10.  I was once held at gunpoint for several minutes by the Phoenix police, with the weapon pointed straight at my heart and her finger on the trigger.

Okay....I think everyone has been tagged, but if not, I'm tagging you now!!

Answer to Doctrinal Quiz Show.... Judgements (in the form of Bubble Awards) to follow!

My oh my!  Such Catholic smarty-pants we have in the Bubble!  Before I get to the part you all really care about (Bubble Awards, duh!), let's repeat the challenge and answer it:

Name the two Judgements every soul will receive, and describe them.

The two Judgements are:

The Particular Judgement -- This judgement occurs at the moment of our death. Each individual soul will learn at that time whether his eternal destiny is Heaven or hell. Those who are going to Heaven will usually undergo a purification (Purgatory) first, but those going to hell will just go straight to hell.

The General Judgement -- This judgement occurs at the end of time, at the Second Coming of Christ. You know that part in the Creed which says, "He will come again in glory to judge the living and the dead"? That's the General Judgement. Everyone who is still alive on earth will be judged, and everyone who has already died will be judged. But this time the judgement will be public, and all of our sins will be laid bare before all other souls. Nothing hidden will remain hidden. 
     Yes, it makes me shiver to think of it, but if we are among the saved, it won't be as horrible as it sounds. Here's why: We will clearly see how everything we've ever done, good or bad, has affected others, and how it has all ultimately been ordered to the glory of God. We will be awestruck at His perfect justice and His perfect mercy, and we will rejoice in it. All will finally make sense. 
     Christ will publicly separate the sheep from the goats, and both the saved and the damned will be reunited with their physical bodies before they take their places in Heaven or hell. Purgatory will cease to be. 

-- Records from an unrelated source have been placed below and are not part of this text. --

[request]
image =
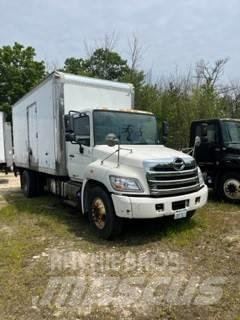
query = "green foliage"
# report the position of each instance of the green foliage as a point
(179, 101)
(103, 64)
(76, 66)
(19, 72)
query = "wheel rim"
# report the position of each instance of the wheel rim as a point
(99, 213)
(232, 189)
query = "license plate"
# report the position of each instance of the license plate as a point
(181, 213)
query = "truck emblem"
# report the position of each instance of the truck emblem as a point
(178, 164)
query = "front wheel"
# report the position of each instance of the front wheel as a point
(229, 187)
(101, 214)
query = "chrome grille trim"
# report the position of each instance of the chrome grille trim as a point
(173, 182)
(168, 182)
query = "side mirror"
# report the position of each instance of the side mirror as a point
(70, 137)
(197, 141)
(111, 140)
(204, 129)
(68, 122)
(165, 130)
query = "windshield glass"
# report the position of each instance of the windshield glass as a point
(129, 127)
(231, 132)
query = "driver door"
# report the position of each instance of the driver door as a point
(79, 155)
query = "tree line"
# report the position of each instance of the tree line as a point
(179, 98)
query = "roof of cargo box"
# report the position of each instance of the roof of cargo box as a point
(72, 78)
(68, 77)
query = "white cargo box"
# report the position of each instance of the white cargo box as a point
(5, 142)
(38, 118)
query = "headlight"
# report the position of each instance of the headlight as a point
(125, 184)
(200, 177)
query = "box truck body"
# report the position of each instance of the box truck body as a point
(81, 139)
(38, 124)
(5, 144)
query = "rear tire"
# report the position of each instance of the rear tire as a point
(229, 187)
(101, 214)
(29, 183)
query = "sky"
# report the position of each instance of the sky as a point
(173, 34)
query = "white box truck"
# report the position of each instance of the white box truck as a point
(6, 154)
(81, 139)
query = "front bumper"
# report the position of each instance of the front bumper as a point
(144, 207)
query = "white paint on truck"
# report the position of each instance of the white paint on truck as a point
(59, 131)
(5, 143)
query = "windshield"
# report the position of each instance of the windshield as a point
(129, 127)
(231, 132)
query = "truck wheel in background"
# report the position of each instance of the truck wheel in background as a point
(29, 183)
(101, 213)
(229, 187)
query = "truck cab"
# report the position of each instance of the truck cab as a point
(218, 155)
(83, 140)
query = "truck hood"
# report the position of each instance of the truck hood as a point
(135, 155)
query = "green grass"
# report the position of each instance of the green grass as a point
(29, 226)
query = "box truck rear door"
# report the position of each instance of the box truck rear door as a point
(32, 135)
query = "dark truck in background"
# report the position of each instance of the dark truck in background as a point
(218, 155)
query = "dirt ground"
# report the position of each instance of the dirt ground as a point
(52, 266)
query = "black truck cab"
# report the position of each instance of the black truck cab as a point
(218, 155)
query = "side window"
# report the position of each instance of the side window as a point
(82, 129)
(212, 132)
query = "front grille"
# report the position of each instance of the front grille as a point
(164, 180)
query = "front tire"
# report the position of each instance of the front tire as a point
(101, 214)
(229, 187)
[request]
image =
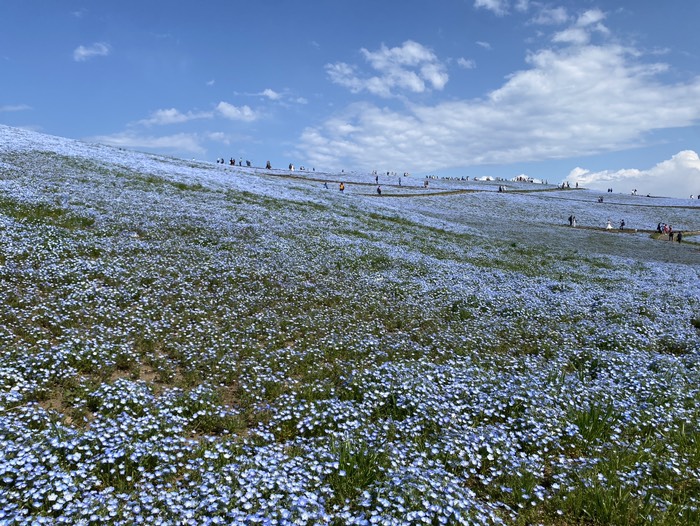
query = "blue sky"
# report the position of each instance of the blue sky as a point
(603, 93)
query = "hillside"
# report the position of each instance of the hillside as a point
(191, 343)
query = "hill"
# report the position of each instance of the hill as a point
(191, 343)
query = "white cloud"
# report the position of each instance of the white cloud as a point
(271, 94)
(498, 7)
(580, 32)
(173, 116)
(466, 63)
(181, 142)
(98, 49)
(551, 16)
(410, 67)
(15, 107)
(577, 100)
(675, 177)
(236, 113)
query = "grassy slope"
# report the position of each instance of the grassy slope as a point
(223, 345)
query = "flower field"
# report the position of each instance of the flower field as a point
(184, 342)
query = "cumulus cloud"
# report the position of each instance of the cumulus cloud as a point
(675, 177)
(498, 7)
(580, 32)
(466, 63)
(551, 16)
(15, 107)
(410, 67)
(236, 113)
(569, 101)
(173, 116)
(271, 94)
(98, 49)
(181, 142)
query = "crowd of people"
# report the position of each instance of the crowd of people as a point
(667, 230)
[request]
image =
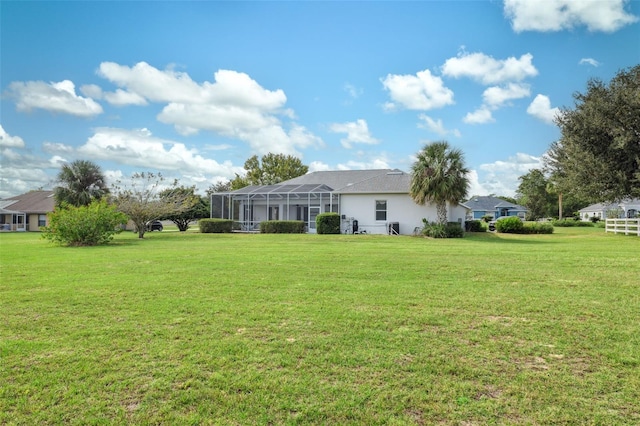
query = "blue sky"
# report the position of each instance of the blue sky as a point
(193, 89)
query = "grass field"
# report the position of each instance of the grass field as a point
(316, 329)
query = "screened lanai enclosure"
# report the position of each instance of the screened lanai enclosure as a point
(253, 204)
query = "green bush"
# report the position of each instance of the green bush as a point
(90, 225)
(571, 222)
(282, 227)
(215, 226)
(537, 228)
(510, 225)
(436, 230)
(328, 223)
(474, 226)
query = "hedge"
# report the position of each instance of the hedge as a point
(474, 226)
(282, 227)
(328, 223)
(571, 222)
(215, 226)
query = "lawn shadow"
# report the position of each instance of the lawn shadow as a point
(498, 238)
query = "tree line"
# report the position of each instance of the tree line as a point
(596, 159)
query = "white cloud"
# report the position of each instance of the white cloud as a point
(557, 15)
(480, 116)
(422, 91)
(357, 132)
(487, 70)
(54, 97)
(496, 96)
(352, 90)
(234, 106)
(589, 61)
(435, 126)
(91, 91)
(6, 140)
(140, 148)
(501, 177)
(21, 171)
(540, 108)
(122, 97)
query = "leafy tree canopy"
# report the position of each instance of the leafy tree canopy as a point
(199, 207)
(80, 183)
(597, 157)
(271, 169)
(532, 193)
(141, 201)
(439, 176)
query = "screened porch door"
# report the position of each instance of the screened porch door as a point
(313, 212)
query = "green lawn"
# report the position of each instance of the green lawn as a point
(316, 329)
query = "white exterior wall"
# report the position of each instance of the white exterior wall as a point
(400, 208)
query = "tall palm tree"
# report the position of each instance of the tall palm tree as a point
(439, 176)
(79, 183)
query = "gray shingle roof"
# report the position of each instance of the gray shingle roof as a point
(393, 181)
(337, 179)
(489, 203)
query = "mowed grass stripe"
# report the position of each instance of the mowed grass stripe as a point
(196, 328)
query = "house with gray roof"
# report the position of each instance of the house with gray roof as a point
(26, 212)
(627, 208)
(494, 207)
(368, 201)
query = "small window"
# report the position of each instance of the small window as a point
(381, 209)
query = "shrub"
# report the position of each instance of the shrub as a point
(282, 227)
(510, 225)
(436, 230)
(474, 226)
(328, 223)
(215, 226)
(90, 225)
(571, 222)
(537, 228)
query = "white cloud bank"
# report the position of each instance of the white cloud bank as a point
(501, 177)
(58, 97)
(436, 126)
(6, 140)
(487, 70)
(557, 15)
(357, 132)
(541, 109)
(422, 91)
(233, 105)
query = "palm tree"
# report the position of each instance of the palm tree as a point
(79, 183)
(439, 176)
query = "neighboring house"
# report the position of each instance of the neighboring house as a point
(629, 208)
(371, 201)
(494, 207)
(26, 212)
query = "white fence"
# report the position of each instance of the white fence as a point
(623, 226)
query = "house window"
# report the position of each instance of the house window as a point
(274, 212)
(381, 209)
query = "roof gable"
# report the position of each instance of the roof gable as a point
(393, 181)
(490, 203)
(336, 179)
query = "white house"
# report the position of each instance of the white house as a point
(369, 201)
(628, 208)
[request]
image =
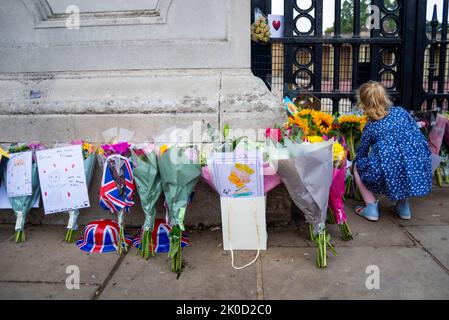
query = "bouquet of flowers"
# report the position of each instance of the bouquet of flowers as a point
(306, 169)
(117, 185)
(180, 170)
(446, 131)
(149, 188)
(351, 127)
(89, 151)
(260, 30)
(4, 157)
(336, 209)
(271, 179)
(22, 205)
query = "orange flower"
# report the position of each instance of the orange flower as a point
(323, 121)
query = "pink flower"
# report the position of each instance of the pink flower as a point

Well, on that light note, let's get to the Bubble Awards!

And it looks like we have some ties!

The Please Don't Give Up Hope! Award goes to the two dejected contestants who used the word "screwed" in their answers about Judgement: Sew and Beth!!

The Catholic Jay Leno Award For Comedy goes to Lauren and This Cross I Embrace!! Thanks for making the discussion of an eternity burning in hell just a little more fun!

The Best Dialogue (Or Prophecy?) Award goes to Jenny, with extra points for stroking my always-inflated ego by putting Bubble judgements on par with God's judgements!!

The Darn, You Almost Won the Grand Prize But Yes, You Did Mix Them Up and I Don't Think I Can in Good Conscience Overlook That Fact Award goes to Joy Beyond the Cross!!

And.... drum roll... the Grand Prize Winner of the HOLEY SOAP is....................


Yes, others had the right answer, but she said it the best! Picking a winner is sometimes a Solomonic decision, but the decision of the judge is final (hey, kinda like the decision of the Judge is final!). The Mom, you will be receiving a rare bar of green and holey soap. I trust you will use it well. You have no idea how many people would kill for a chance to lather up with this beauty:

By the way, a special shout-out to Brenda's fanciful and colorful images of celestial escalators and Pearly Gates bursting into flame. That was kinda cool.

And to Gwen, our favorite liberal, thanks for joining us and showing your very pretty face! You likely won't win an environmentally friendly exfoliating cleansing bar in any Doctrinal Quiz Show, but you've got connections in the liberal world that you can access if need be. ;) Congrats on your new blog!!